Descrizione
Sette secoli di cultura equestre italiana, in un’antologia che è insieme viaggio, rivelazione e riscoperta.
Dal Medioevo agli inizi del Novecento, da Federico II a Federico Caprilli, questa raccolta attraversa la storia d’Italia a cavallo — letteralmente. Pagine rare, dimenticate, preziose, che raccontano un rapporto millenario tra l’uomo e il cavallo, riflesso diretto della civiltà che le ha prodotte. Arte, letteratura, filosofia, politica, guerra: tutto passa (e spesso nasce) dalla sella.

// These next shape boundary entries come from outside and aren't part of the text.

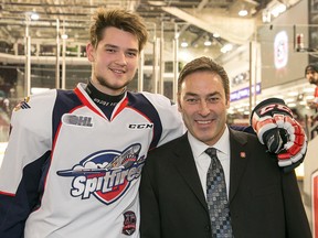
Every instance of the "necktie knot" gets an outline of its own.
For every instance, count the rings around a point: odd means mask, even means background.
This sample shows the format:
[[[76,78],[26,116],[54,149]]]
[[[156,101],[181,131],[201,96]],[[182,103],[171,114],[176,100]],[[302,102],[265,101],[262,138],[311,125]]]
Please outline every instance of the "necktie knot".
[[[215,148],[208,148],[205,150],[205,153],[209,154],[210,158],[215,158],[216,156],[216,149]]]

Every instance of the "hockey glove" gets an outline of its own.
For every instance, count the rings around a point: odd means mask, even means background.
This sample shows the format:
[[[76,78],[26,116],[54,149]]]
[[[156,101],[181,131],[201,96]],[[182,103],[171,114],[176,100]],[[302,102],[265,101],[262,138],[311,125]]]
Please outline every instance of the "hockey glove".
[[[307,137],[285,101],[269,98],[259,102],[251,115],[251,126],[261,143],[277,154],[278,165],[288,172],[297,167],[307,152]]]

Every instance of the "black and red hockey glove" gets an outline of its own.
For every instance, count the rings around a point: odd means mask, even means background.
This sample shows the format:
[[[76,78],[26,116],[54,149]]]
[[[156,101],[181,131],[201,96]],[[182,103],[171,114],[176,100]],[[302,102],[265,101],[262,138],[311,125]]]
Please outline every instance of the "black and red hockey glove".
[[[307,137],[292,110],[279,98],[259,102],[251,115],[251,126],[268,152],[277,154],[285,172],[297,167],[307,152]]]

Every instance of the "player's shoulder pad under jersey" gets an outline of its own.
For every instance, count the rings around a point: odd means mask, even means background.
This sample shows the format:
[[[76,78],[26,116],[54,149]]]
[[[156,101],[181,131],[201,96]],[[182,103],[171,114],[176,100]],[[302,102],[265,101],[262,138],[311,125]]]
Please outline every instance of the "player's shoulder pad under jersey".
[[[152,94],[148,91],[142,91],[140,94],[142,94],[155,106],[167,107],[174,105],[169,98],[160,94]]]

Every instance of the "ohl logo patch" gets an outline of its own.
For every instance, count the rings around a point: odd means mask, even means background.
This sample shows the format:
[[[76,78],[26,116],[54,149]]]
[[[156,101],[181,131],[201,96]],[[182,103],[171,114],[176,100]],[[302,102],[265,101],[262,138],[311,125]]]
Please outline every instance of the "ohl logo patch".
[[[73,176],[71,195],[88,199],[94,195],[105,204],[121,197],[131,182],[141,174],[145,155],[139,158],[139,143],[124,151],[105,150],[88,155],[72,170],[57,171],[60,176]]]

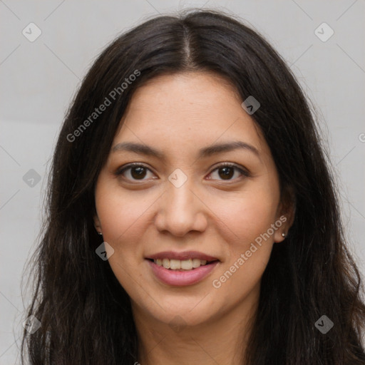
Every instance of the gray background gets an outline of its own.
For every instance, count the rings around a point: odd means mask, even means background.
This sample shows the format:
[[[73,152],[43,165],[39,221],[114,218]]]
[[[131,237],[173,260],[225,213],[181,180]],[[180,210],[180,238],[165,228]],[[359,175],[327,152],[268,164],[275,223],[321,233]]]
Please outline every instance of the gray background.
[[[364,0],[0,0],[0,364],[19,363],[29,302],[26,292],[21,297],[21,278],[40,228],[48,161],[80,81],[117,34],[154,14],[191,6],[239,15],[290,65],[318,113],[349,247],[365,272]],[[42,32],[33,42],[22,34],[31,22]],[[334,31],[325,42],[314,34],[323,22]],[[329,34],[323,26],[319,31]],[[31,169],[39,182],[26,178]]]

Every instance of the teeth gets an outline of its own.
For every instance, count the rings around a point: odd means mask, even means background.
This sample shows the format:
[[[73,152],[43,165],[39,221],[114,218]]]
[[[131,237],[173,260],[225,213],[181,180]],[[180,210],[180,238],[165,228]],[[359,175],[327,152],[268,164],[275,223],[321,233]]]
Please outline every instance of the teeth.
[[[171,270],[191,270],[196,269],[200,266],[207,264],[206,259],[154,259],[155,264],[158,266],[163,266],[165,269],[170,269]]]

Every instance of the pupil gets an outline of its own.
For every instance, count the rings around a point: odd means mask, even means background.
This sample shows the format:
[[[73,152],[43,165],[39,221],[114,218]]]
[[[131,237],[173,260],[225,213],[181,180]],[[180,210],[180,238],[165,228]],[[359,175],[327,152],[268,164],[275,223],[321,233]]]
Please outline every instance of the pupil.
[[[222,168],[220,169],[220,170],[225,171],[225,173],[222,175],[220,174],[220,176],[221,178],[222,178],[223,179],[228,180],[229,178],[232,178],[232,176],[233,175],[233,174],[232,174],[233,169],[232,168],[230,168],[230,167]],[[227,179],[227,178],[228,178],[228,179]]]
[[[131,174],[133,178],[144,178],[145,175],[145,168],[133,168],[131,169]]]

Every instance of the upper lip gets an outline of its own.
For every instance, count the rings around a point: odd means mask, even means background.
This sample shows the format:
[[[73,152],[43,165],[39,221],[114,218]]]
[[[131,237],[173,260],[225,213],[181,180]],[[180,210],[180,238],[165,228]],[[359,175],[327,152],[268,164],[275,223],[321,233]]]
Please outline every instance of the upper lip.
[[[176,252],[175,251],[163,251],[157,254],[150,255],[146,257],[146,259],[205,259],[207,261],[216,261],[218,260],[217,257],[205,255],[202,252],[197,251],[184,251],[182,252]]]

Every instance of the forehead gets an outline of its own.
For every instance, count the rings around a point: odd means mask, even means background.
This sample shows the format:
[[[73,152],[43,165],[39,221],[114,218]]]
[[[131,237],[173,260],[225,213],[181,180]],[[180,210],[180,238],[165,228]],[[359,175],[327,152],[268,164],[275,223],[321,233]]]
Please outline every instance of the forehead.
[[[178,150],[240,140],[264,149],[262,136],[242,101],[233,86],[211,73],[156,77],[135,92],[113,145],[139,142]]]

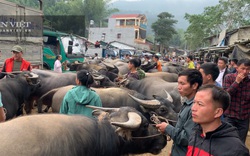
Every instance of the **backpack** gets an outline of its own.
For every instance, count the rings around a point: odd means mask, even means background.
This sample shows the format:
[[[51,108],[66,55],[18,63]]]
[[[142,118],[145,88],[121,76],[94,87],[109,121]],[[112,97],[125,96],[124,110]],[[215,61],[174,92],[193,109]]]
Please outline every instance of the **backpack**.
[[[137,73],[138,73],[139,80],[146,77],[145,72],[141,68],[137,68]]]

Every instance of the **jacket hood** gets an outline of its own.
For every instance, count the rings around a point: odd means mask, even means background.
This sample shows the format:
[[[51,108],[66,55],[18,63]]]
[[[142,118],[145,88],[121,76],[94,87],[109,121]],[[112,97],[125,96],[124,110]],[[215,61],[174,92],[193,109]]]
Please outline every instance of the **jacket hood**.
[[[220,138],[220,137],[237,137],[237,128],[233,127],[232,125],[222,122],[222,124],[213,132],[208,132],[206,134],[206,138]]]
[[[90,101],[95,98],[95,94],[91,94],[91,92],[94,92],[90,88],[87,88],[85,86],[75,86],[71,90],[71,94],[73,99],[77,102],[79,105],[87,105],[90,103]]]

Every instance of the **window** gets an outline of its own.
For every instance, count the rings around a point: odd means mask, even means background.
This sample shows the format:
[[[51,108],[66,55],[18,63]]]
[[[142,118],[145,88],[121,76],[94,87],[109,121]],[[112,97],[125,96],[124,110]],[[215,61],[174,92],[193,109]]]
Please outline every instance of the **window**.
[[[117,34],[117,39],[120,39],[121,36],[122,36],[122,34],[121,34],[121,33],[118,33],[118,34]]]
[[[106,36],[106,33],[102,33],[102,37],[101,37],[102,41],[105,41],[105,36]]]

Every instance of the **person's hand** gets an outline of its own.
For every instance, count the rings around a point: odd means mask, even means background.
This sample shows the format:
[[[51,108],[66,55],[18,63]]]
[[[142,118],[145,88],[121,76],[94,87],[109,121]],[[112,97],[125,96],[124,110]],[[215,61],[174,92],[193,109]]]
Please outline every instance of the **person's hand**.
[[[236,76],[236,79],[235,79],[235,82],[237,83],[240,83],[246,76],[242,73],[239,73],[237,76]]]
[[[156,128],[158,128],[158,130],[160,130],[160,132],[164,133],[165,132],[165,129],[166,127],[168,126],[169,124],[166,123],[166,122],[162,122],[160,124],[157,124],[156,125]]]

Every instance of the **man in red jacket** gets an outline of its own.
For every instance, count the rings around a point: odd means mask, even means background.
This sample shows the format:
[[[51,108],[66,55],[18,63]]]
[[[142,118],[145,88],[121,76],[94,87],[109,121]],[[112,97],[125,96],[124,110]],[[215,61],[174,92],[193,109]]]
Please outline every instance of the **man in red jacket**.
[[[11,52],[13,53],[13,57],[5,60],[2,72],[31,70],[30,62],[23,59],[23,48],[21,46],[15,45]],[[5,75],[5,73],[0,73],[0,79]]]
[[[203,85],[196,93],[192,119],[197,123],[189,137],[186,156],[249,156],[236,127],[221,121],[230,105],[230,95],[214,84]]]

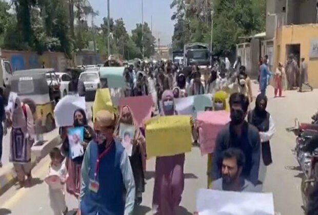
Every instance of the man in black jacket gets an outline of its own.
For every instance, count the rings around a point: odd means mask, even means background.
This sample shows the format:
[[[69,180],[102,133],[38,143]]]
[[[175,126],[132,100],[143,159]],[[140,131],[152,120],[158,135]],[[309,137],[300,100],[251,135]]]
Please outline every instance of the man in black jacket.
[[[259,131],[245,120],[249,102],[243,94],[233,93],[230,97],[231,121],[217,135],[213,155],[212,179],[221,177],[222,153],[230,147],[241,149],[246,158],[242,176],[254,185],[259,181],[261,140]]]

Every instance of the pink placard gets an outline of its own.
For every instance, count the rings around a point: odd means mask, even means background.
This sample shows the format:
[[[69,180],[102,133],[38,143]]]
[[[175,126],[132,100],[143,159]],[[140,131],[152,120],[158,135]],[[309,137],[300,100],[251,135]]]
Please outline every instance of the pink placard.
[[[214,152],[217,134],[230,121],[230,113],[225,111],[207,111],[197,114],[202,155]]]
[[[151,117],[153,101],[151,96],[135,96],[122,98],[120,100],[120,108],[128,106],[135,121],[136,125],[141,127]]]

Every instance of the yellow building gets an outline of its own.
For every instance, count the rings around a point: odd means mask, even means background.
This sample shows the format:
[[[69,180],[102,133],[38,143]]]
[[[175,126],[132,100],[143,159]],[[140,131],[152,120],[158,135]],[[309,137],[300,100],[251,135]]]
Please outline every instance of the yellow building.
[[[278,62],[285,64],[290,54],[296,57],[299,65],[304,57],[308,64],[309,83],[318,88],[318,24],[281,26],[275,35],[273,69]]]

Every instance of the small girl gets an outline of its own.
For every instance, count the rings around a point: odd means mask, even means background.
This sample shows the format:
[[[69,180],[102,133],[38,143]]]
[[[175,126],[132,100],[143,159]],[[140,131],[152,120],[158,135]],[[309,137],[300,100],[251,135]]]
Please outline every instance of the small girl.
[[[51,208],[54,215],[65,215],[67,213],[68,208],[65,202],[65,193],[64,184],[68,178],[67,170],[65,164],[63,162],[64,157],[61,150],[54,148],[50,153],[51,163],[49,174],[45,180],[49,185],[49,195]],[[57,179],[54,179],[56,178]]]

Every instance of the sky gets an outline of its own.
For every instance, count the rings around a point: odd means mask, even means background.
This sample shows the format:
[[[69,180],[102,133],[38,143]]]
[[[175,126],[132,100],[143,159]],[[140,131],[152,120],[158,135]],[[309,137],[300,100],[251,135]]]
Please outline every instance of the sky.
[[[89,0],[100,15],[94,19],[95,25],[102,23],[107,16],[107,0]],[[152,34],[160,38],[161,45],[171,42],[173,21],[170,19],[173,10],[170,8],[172,0],[144,0],[144,22],[149,27],[152,16]],[[116,19],[123,18],[127,31],[130,33],[136,23],[142,22],[142,0],[110,0],[110,17]]]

Grazie al lavoro straordinario di Mario Gennero, per la prima volta viene restituito alla cultura italiana un patrimonio nascosto troppo a lungo. Un’eredità di pensiero e pratica equestre che ha posto l’Italia al centro della tradizione europea, ben prima che Francia, Inghilterra e Germania ne raccogliessero il testimone.
Dentro queste pagine si alternano superstizione e sapienza, brutalità e dolcezza, ingenuità e genio. Ma soprattutto emerge una verità essenziale: il cavallo, con la sua forza mite, ha sempre costretto l’uomo a migliorarsi. E l’equitazione, quando è vera arte, non è solo tecnica: è cultura, è etica, è bellezza.
Un libro per chi ama i cavalli. Ma anche per chi vuole scoprire un’Italia che non sapeva
di conoscere.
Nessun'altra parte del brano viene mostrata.